そして板を履いたらその場で板を前後に動かして雪に板をなじませます。

あまり何度もやってしまうとスターとワックスが落ちてしまうので、

数回板の滑りを確認したら板の仕上げは完了です。

あとは第19回に書いたとおり、集中する時間に使いましょう。

 

次に、1日に2本滑る大会の場合を考えます。

1日に2本滑るときは、それぞれ滑る前に上記の作業を行います。

1本目は上記の作業をそのまま行いますが、

2本目のときはいきなりブラッシングから始めて大丈夫です。

その後は同様にスタートワックスを塗ります。

 

1本目でブラッシングしてしっかりはがしたのに2本目でまたブラッシングするのはなぜでしょうか?

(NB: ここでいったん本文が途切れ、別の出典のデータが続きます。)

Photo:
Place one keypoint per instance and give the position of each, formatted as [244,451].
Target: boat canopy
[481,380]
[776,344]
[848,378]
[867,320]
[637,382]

それは、スキーの内部に染み込んだワックスがまた染み出てくるからです。

しっかりワクシングしてあるスキーならば、

ワックスがどんどん染み出てくるので、ブラッシングしてあげる方がよく滑ります。

ワクシングしてないのは・・・

問題外ですね。

 

余談ですけど、しっかりワクシングしてあるかどうかは、

管理人は滑走面を見ただけですぐわかります。

去年サボっていた人もわかってますから。

そういう人は大会では使いたくないので。

今年はちゃんとやってね。

 

と言うわけで今回で大会編はおしまいです。

次回は陸トレからテーマをもらったのでストックワークについて解説します。